Training, Mentorship & Community
PRL served as a training hub where assistants and collaborators learned protocol discipline, session management, and data stewardship. Practices disseminated from PRL raised expectations for experimental hygiene in ganzfeld work across sites.
Key Milestones
- Early lab exposure with J. B. Rhine at Duke (forced-choice methods, statistical discipline).
- Maimonides dream-telepathy program (REM awakenings, blind judging, imagery-based scoring).
- Shift to free-response methods and adoption of ganzfeld.
- Founding of PRL; development of autoganzfeld (computerization, logging, standardized suites).
- Meta-analytic and program-level syntheses; cross-lab replicability emphasis.
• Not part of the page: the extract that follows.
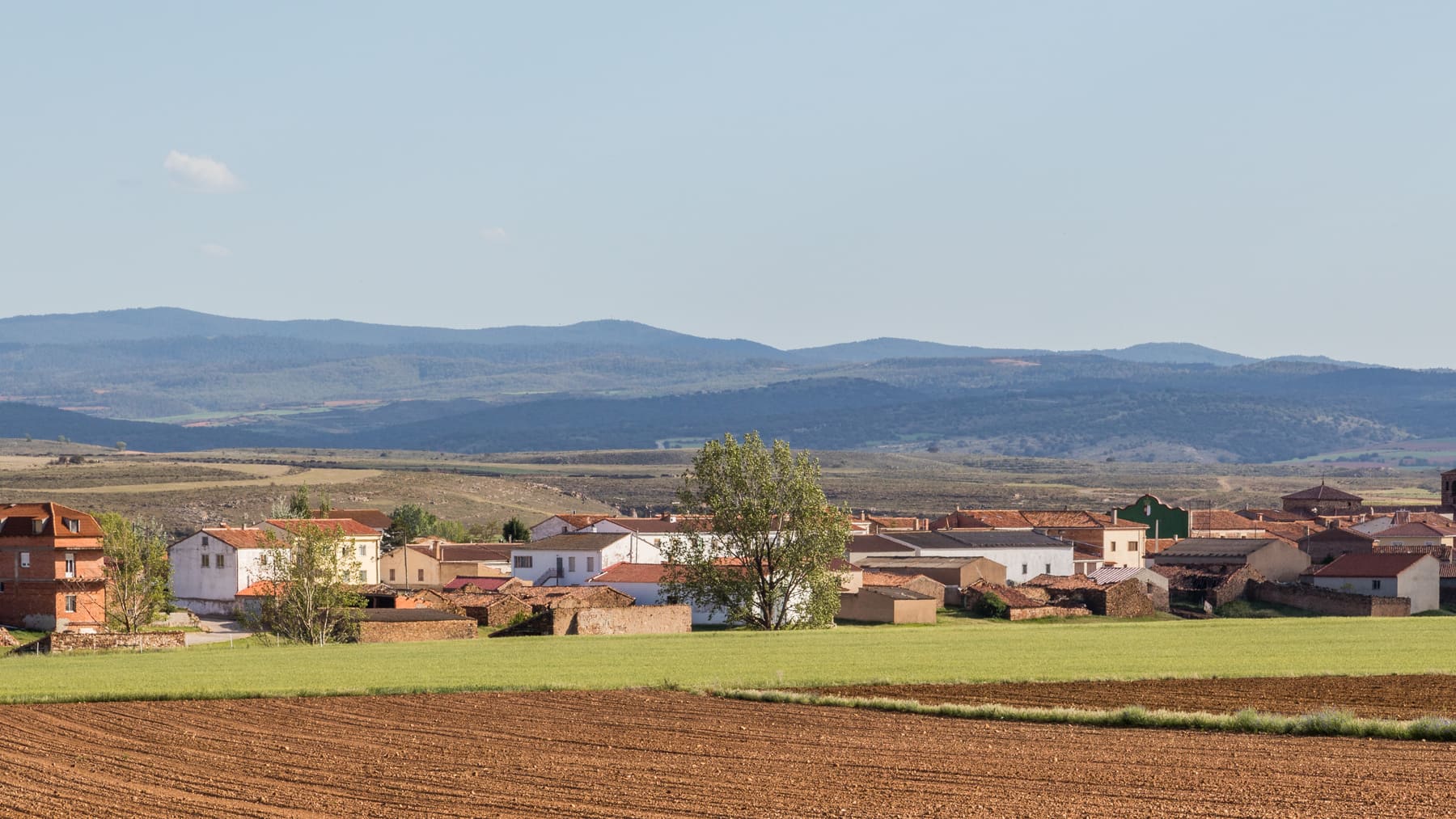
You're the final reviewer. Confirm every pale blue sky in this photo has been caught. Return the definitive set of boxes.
[0,0,1456,366]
- Move to Edinburgh (1991) and untimely death (1992).
Selected References
- Honorton, C. (1967). Creativity and precognition scoring level. Journal of Parapsychology, 31, 29–42.
- Honorton, C., & Stump, J. P. (1969). A preliminary study of hypnotically-induced clairvoyant dreams. Journal of the American Society for Psychical Research, 63, 175–184.
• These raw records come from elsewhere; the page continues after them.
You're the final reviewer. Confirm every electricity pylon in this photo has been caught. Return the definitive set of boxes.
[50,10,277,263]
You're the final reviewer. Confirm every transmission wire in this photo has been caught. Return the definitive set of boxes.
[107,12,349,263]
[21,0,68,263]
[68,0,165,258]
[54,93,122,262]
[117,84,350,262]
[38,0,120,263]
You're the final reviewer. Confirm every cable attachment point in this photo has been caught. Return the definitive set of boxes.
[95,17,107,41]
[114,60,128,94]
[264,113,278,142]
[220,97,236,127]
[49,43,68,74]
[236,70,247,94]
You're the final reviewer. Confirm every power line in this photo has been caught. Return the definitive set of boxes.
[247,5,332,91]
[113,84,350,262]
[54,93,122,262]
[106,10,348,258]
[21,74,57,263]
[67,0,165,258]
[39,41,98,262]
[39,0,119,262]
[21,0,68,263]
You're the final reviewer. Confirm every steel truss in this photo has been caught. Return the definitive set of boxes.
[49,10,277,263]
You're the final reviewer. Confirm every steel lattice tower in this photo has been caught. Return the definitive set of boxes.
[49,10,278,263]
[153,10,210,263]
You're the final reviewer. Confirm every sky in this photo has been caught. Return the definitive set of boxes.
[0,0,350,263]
- Krippner, S., Ullman, M., & Honorton, C. (1971). A precognitive dream study with a single subject. JASPR, 65(2), 192–203.
- Krippner, S., Honorton, C., & Ullman, M. (1972). A second precognitive dream study with Malcolm Bessent. JASPR, 66(3), 269–279.
- Honorton, C., Drucker, S. A., & Hermon, H. (1973). Shifts in subjective state and ESP under partial sensory deprivation. JASPR, 67, 191–196.
- Honorton, C., & Harper, S. (1974). Psi-mediated imagery and ideation in an experimental procedure for regulating perceptual input. JASPR, 68, 156–168.
- Honorton, C. (1985). Meta-analysis of psi ganzfeld research: A response to Hyman. Journal of Parapsychology, 49(1), 51–91.
- Hyman, R., & Honorton, C. (1986). A joint communiqué: The psi ganzfeld controversy. Journal of Parapsychology, 50, 351–364.
- Honorton, C., & Ferrari, D. C. (1989). “Future telling”: A meta-analysis of forced-choice precognition experiments, 1935–1987. Journal of Parapsychology, 53, 281–308.
- Honorton, C., Berger, R. E., Varvoglis, M. P., Quant, M., Derr, P., Schechter, E. I., & Ferrari, D. C. (1990). Psi communication in the ganzfeld: Experiments with an automated testing system and comparison with earlier studies. Journal of Parapsychology, 54, 99–139.
- Bem, D. J., & Honorton, C. (1994). Does psi exist? Replicable evidence for an anomalous process of information transfer. Psychological Bulletin, 115(1), 4–18.